Поднявшись на пригорок, возок вдруг резко накренился, потерял твердь накатанной дороги и завалился набок. Часть поклажи и человек, сидевший в нем, нелепо вывалились в снег. Не удержался на возке и кучер, успевший соскочить в глубокий снег, где и застрял, провалившись до пояса. Усталые кони тут же поднялись, встали и конники.

Всадники спешились и направились теперь к возку, ведя в поводе коней.

– Поднимай, барина! – крикнул кучер и продолжил: – А то он дюже хворый, совсем слабый стал.

Всадники поспешили к вывалившемуся из возка человеку. Он лежал на снегу, раскинув руки, и почти совершенно не двигался. Кучер взял под узду коня и потянул его за собой, заставляя идти, чтобы вытащить возок из канавы.

Спешившиеся конвойные помогли подняться человеку, сидевшему ранее в возке, и повели его, поддерживая под руки, к саням. Подвели и усадили, снова обложив всего до глаз огромной дохой. По всему было видно, что человек в санях был не здоров.

– Гони! Застынет барин! Совсем расхворался! Весь в поту, жар у него! – прокричал один из всадников, и возница, вскочив на козлы, погнал коня в направлении чернеющих впереди строений. Всадники скакали рядом. Однако строения оказались не жилыми, и пришлось гнать уставшего уже изрядно коня дальше и дальше, к станции на окраине города.

Город этот был уездным Красноярском.

Путь был неблизкий, до города нужно было еще верст сорок скакать, что могло занять порою весь день. Добрались уже затемно в пригородную деревню и, устроившись на постой, стали отогревать барина, так неудачно вывалившегося из опрокинувшегося возка. Переодели в чистое сухое белье, дали выпить водки и, укрыв шубою, уложили на топчан у жаркой печи. Путника колотила дрожь, он заходился в кашле и забылся вскоре тяжелым сном. Во сне метался, обильно потел и в начинавшейся горячке сбрасывал с себя тяжелую овчину.

Его спутники и хозяин постоя угрюмо сидели у стола при свете лучины, ужинали скромной снедью, выпивали мутного самогона и, искоса поглядывая на барина, сокрушенно качали головами. Они не жалели его, но привычка к подчинению рождала наигранное сострадание, которое, впрочем, было лишь до тех пор, пока страдалец был влиятелен и мог постоять за себя.

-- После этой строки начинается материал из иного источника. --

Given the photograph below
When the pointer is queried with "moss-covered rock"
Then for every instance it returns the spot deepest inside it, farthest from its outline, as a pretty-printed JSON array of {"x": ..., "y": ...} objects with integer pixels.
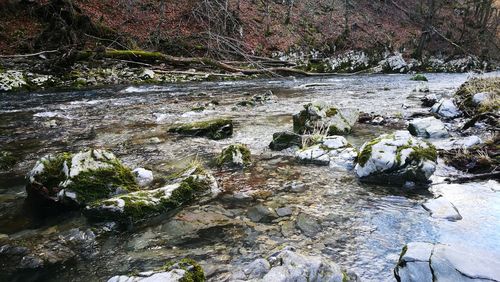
[
  {"x": 396, "y": 159},
  {"x": 79, "y": 178},
  {"x": 215, "y": 129},
  {"x": 236, "y": 155},
  {"x": 184, "y": 270},
  {"x": 191, "y": 183},
  {"x": 324, "y": 119},
  {"x": 419, "y": 77},
  {"x": 7, "y": 160}
]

– Вот голова садовая. И стоило себя так утруждать да мучить. Отлежался бы в Иркутске до полного выздоровления. Так нет…ехать нужно, дела ждут… Нужда прямо какая… Вот и доскакался…

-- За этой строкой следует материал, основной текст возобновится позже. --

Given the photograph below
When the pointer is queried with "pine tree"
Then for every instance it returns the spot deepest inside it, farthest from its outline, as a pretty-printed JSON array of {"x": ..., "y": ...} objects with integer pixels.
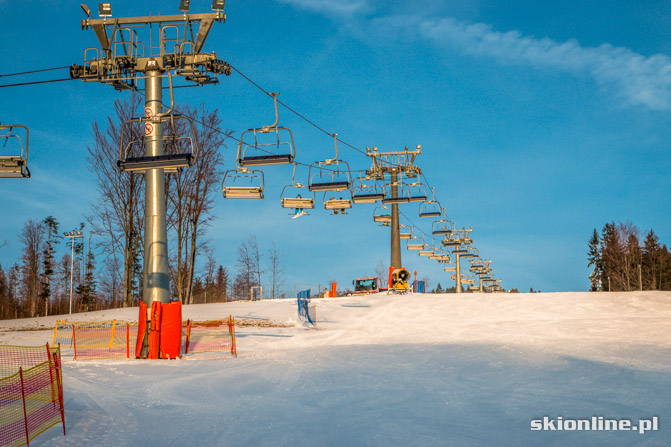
[
  {"x": 51, "y": 226},
  {"x": 594, "y": 259}
]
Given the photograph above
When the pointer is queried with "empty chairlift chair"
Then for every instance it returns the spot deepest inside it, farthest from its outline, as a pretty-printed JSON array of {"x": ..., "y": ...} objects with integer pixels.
[
  {"x": 331, "y": 174},
  {"x": 13, "y": 154},
  {"x": 179, "y": 151},
  {"x": 430, "y": 208},
  {"x": 363, "y": 192},
  {"x": 381, "y": 215},
  {"x": 269, "y": 145},
  {"x": 296, "y": 196}
]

– Теперь как дело повернется, а то придется в городе ждать, пока выздоровеет… и куда так торопится? – вели беседу сопровождающий камергера Николая Резанова служивый из Иркутска и кучер – средних лет мужик, нанятый в услужение в Канске, где на ямской станции удалось получить свежих вместо истрепанных дорогой коней.

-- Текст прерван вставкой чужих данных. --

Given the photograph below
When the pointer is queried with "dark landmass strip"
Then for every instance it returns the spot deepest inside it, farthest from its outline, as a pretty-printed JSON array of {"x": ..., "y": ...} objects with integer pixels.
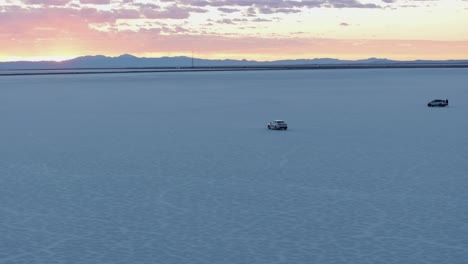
[{"x": 58, "y": 71}]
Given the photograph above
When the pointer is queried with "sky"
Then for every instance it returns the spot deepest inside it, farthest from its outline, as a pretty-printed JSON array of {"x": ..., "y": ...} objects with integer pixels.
[{"x": 262, "y": 30}]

– Горяч, суетлив барин, все ему неймется. Сказывают, из самой Америки едет? Откуда только силы берет. Но теперь, похоже, изрядно изломался. Не преставился бы, – вторил служивому кучер, устало глядя на коптящую над столом лучину и косясь на больного.

– Да, из Америки барин едет. Миссию сполнял, да худо как-то справился, видимо. Сказывали, спешит оправдаться в столице. В отчаянии возвращается… а беда – она не ходит одна, – поддержал разговор служивый.

– А кто он таков? Надысь говорили, командор скачет в столицу с депешею к самому императору. Что за командор такой? Морской начальник-офицер что ли?

– Да как будто нет. Сказывали, масонского звания человек. Есть такой тайный орден при императоре.

– Тьфу, ты! Развелось их ноне… Светские, воинские, дворянские, а теперь еще вот и масонские… беда, однако, не за горами.

– Да! Капризен барин. Давеча есть отказался. Сказал, несвежее все. Шумел, ругался сильно, грозился упечь в ссылку. А куда дальше Сибири сошлет? Только если в Америку. А какое-такое зимой может быть не свежее? Все в заморозке держим.

– Да болен он, вот и вредничает. А так, сказывают, пообтесался в походах дальних – непривередлив стал.

– Надо было бы его там еще, у реки, переодеть в сухое-то… застудили, похоже барина, в снегу изваляли. Рубаха-то мокрая была, хоть выжимай, – продолжил хозяин двора.

– Ну, да что уж теперь… отлежится, небось, – отреагировал служивый человек.